Indonesia, though it has a small amount of solar PV at present, has a large solar potential given its tropical location. Reports estimate that less than 1 percent of Indonesian land would be required to produce all of the nation's electricity using solar PV.

Indonesia has a target of reaching 23 percent of renewables share in the primary energy mix by 2025 and 31 percent by 2050. The Indonesian government has entered into an MoU with CAT to install hybrid microgrids in 500 islands in the country.

However, it has been struggling to meet the targets with renewables accounting for only 8 percent of the primary energy mix in the country. The main factors for stunted growth in the renewables sector have largely been - regulatory and policy uncertainty, market barriers, financing barriers, and undeveloped local renewable industry.

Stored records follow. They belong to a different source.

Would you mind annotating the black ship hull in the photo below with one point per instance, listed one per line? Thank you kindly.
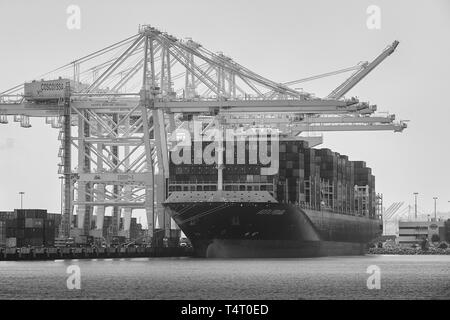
(271, 230)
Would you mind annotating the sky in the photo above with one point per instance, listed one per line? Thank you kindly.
(281, 40)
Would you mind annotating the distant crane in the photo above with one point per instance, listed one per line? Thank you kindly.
(118, 106)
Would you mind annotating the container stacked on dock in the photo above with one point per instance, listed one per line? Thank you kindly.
(29, 227)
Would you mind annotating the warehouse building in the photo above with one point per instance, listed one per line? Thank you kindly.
(414, 232)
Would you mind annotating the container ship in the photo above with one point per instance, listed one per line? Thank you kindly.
(317, 203)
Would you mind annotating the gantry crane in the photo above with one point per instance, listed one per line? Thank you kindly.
(117, 107)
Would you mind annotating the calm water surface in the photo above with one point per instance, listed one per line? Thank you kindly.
(402, 277)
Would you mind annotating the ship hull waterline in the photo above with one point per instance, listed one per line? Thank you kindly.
(271, 230)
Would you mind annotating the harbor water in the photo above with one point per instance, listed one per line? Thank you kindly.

In the Philippines, the government has started taking into consideration the role of regulators in enabling policy framework and in boosting the adoption of energy storage.

In April 2019, with the view to accommodate energy storage as an enabler for the modernization of its electricity networks, the Philippines Department of Energy (DoE) issued a circular – 'Providing a framework for energy storage system in the electric power industry'. In October 2019, Philippines power utility Meralco and battery supplier Hitachi installed a 2MW / 2MWh battery energy storage system (BESS) on the country's largest island, Luzon. Claimed to be the country's first grid-scale distribution-connected BESS, the project served as a pilot to help the Philippines's largest utility understand and further integrate battery storage technologies.

Penetration of Li-ion batteries for island electrification has already kick-started in the Philippines with nearly 0.5 GW installed. Philippines Energy Plan 2012 – 2030 is supportive of energy storage integration on the grid.

THE Energy Regulatory Commission (ERC) recently promulgated rules governing the Green Energy Option Program (GEOP), a mechanism allowing electricity end-users in the Philippines to choose renewable energy as their source of energy.

Notable projects:

  • Fluence installed two battery energy storage projects in the Philippines of 20 MW/20 MWh each in June 2021. The company announced that it would be commissioning another 430 MW/430MWh of BESS in the country by 2022.
  • Filippino energy group SMC Global Power Holdings Corp announced in April 2021 that they would be investing in a total US$1 billion energy storage for 1000MW of BESS projects in the country.
  • The technology group Wärtsilä said it has signed multiple energy storage contracts with SMC Global Power Holdings,through its subsidiary Universal Power Solutions, in the Philippines during 2019-2020. The first two projects, Integrated Renewable Power Hub-Toledo and BCCPP, Limay, Bataan, achieved final commissioning in May. The projects have a capacity of 20 MW / 20 MWh and 40 MW / 40MWh respectively and are part of the earlier announced energy storage orders.